Au moment de franchir la porte, ma sœur me retint et me rappela d'être prudent sur le chemin du travail. Touché, je l'embrassai, la remerciant pour le petit déjeuner et lui promis que je serai prudent, puis quittai ce petit cocon qu'est notre maison. Cela me faisait bizarre de me dire que dorénavant tous les matins ressembleront à aujourd'hui. Que tous les matins, je devrai me réveiller dès que les lanternes de jour se seront allumées. Que tous les matins, je devrai quitter ma famille et cette maison. Que tous les matins, je devrai me diriger vers ce café et rencontrer ces gens de l'extérieur, ces ignorants et ces menteurs.
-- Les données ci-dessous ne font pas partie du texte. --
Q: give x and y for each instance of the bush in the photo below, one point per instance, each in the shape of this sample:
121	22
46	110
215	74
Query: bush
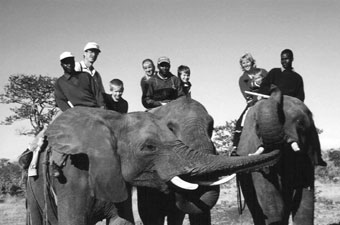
10	178
330	173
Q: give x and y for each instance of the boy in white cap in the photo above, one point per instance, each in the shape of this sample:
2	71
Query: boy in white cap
75	88
163	87
91	52
71	89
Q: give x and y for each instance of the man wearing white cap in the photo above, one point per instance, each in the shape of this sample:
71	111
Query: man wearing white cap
71	89
163	87
91	52
75	88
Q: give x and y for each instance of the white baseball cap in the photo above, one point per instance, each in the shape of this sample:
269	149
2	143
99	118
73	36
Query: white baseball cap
65	55
91	45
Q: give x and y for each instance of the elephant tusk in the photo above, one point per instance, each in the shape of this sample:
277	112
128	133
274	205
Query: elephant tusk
259	151
295	146
219	182
183	184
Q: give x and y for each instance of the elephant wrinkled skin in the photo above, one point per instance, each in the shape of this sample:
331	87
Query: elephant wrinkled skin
192	124
105	150
287	188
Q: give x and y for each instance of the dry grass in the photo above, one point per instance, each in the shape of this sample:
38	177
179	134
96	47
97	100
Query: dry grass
12	209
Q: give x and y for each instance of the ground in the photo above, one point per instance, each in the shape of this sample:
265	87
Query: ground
12	209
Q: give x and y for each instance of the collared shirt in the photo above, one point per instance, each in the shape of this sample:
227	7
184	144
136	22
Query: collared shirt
288	81
251	83
162	90
81	67
78	89
120	106
144	83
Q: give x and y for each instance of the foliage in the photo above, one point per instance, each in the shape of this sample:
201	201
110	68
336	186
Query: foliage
10	178
222	137
33	97
331	172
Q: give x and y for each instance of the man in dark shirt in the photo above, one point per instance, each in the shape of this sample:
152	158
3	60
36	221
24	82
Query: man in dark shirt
115	101
71	89
75	88
285	78
163	87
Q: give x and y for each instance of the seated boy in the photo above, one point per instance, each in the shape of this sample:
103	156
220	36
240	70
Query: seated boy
115	101
71	89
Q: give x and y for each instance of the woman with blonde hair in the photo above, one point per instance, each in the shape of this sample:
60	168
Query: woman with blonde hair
250	80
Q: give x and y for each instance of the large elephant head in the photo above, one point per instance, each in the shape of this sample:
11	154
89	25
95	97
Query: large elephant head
288	188
263	126
135	148
192	124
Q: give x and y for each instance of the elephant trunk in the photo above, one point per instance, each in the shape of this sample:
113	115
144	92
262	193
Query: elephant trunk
270	118
198	164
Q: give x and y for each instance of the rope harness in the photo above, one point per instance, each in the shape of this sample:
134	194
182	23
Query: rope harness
241	206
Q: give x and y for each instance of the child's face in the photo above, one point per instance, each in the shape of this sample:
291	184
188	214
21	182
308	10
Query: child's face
148	68
246	65
117	92
185	77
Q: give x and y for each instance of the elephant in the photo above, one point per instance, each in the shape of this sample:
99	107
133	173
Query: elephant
191	123
106	150
287	188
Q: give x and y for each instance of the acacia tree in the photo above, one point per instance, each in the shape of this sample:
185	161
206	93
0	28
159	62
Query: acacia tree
223	135
33	98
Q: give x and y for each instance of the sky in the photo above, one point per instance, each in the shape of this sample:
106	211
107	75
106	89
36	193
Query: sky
209	36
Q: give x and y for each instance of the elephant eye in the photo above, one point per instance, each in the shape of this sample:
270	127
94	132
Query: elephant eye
149	147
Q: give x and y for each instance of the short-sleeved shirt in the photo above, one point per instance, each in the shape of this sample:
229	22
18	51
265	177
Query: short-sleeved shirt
79	89
288	81
121	106
251	83
162	90
186	88
144	83
81	67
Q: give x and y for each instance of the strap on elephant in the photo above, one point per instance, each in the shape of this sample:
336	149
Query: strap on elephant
239	197
49	194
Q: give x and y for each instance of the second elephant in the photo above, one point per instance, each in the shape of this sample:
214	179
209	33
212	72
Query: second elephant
287	188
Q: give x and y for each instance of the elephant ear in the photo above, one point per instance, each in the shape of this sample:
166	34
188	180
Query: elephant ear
314	148
84	130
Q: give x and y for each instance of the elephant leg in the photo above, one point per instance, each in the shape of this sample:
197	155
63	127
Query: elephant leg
151	204
269	196
118	221
125	208
200	219
175	217
33	216
249	193
303	207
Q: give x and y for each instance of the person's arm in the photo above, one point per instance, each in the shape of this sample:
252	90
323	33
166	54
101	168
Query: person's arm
300	91
144	87
266	83
60	98
126	106
243	87
100	84
180	91
97	93
149	101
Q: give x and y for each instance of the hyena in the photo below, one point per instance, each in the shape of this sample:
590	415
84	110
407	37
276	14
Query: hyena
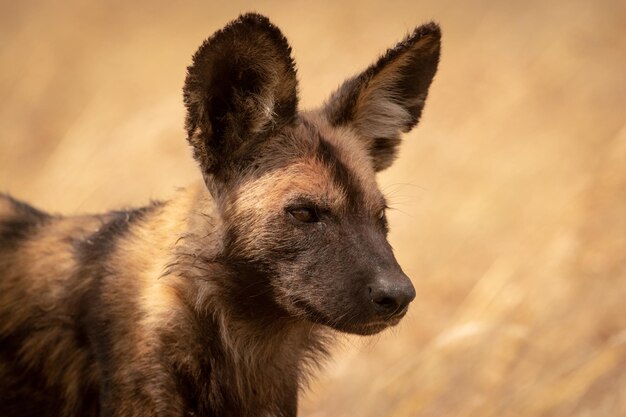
219	301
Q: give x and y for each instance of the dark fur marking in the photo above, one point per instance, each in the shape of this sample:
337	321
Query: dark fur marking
340	172
93	255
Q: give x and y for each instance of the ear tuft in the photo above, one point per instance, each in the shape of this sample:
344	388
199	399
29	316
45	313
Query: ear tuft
388	97
240	87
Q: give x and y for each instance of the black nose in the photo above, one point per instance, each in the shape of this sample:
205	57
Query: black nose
391	295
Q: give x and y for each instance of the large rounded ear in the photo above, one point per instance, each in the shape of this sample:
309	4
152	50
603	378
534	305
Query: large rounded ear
388	97
240	89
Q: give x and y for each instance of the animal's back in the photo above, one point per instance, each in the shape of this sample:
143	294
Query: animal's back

Je me retrouvai alors seul, à marcher dans différentes rues pour me rendre au bar. Les gens me fixaient bizarrement, certains me pointaient du doigt en pensant que je ne les remarquais pas. Sûrement se disaient-ils ne m'avoir jamais vu avant. Ici, tout le monde se connaît, alors une nouvelle tête passe difficilement inaperçue.

Depuis la catastrophe et son lot de morts, la population, fortement diminuée, s'était rassemblée ici, sous terre. Je détournai mon regard de tous ces innocents et observai le dehors. Tous ces faux-semblants, ces pâles copies de rues, de lumière, de nature, de vie, ... Comme ce fut le cas un jour, il y a longtemps. Personne ne comprenait, personne ne voulait comprendre. Ils vivaient tous dans l'ombre d'un passé, le présent n'étant qu'un horrible mensonge auquel ils se conformaient tous, ils y croyaient comme des brebis suivant le troupeau qui depuis longtemps ne faisait plus que tourner en rond. Sans savoir que l'on pouvait retrouver notre vie d'avant, là-haut, à la surface.

Mon père à raison, l'humanité est stupide, elle a déjà abandonné l'espoir que tout redevienne comme avant alors qu'en réalité rien n'a jamais changé. C'est notre devoir, à nous, porteurs de vérité, de leurs ouvrir les yeux. Mais comment ?

J'étais tellement pris par mes pensées que je ne m'étais pas rendu compte du chemin que j'avais pris, presque instinctivement. Je levai alors les yeux, qui jusque là étaient fixés sur le bout de mes chaussures, pour apercevoir ce mur, maintenant familier pour tous les habitants. J'observai tous ces noms, ces inconnus, petit à petit oubliés. Ce mur devait servir à la commémoration mais plus personne ne le regardait vraiment, trop habitués à le voir en périphérie des habitations, comme une décoration morbide sur les parois de cette caverne devenue notre refuge. Je restai là une bonne dizaine de minutes, fixant le vide, perdu dans mes souvenirs quand la raison première de ma sortie se rappela à moi. Je regardai l'heure, il ne me restait dorénavant que dix petites minutes pour me rendre à mon travail, à l'autre bout du quartier. Je me dépêchai de faire demi-tour et marchai d'un bon pas vers le bar, espérant arriver malgré tout à l'heure pour mon premier jour. Je ne voulais pas déjà me faire renvoyer, ce travail était vital pour nous, je me devais de le garder le plus longtemps possible.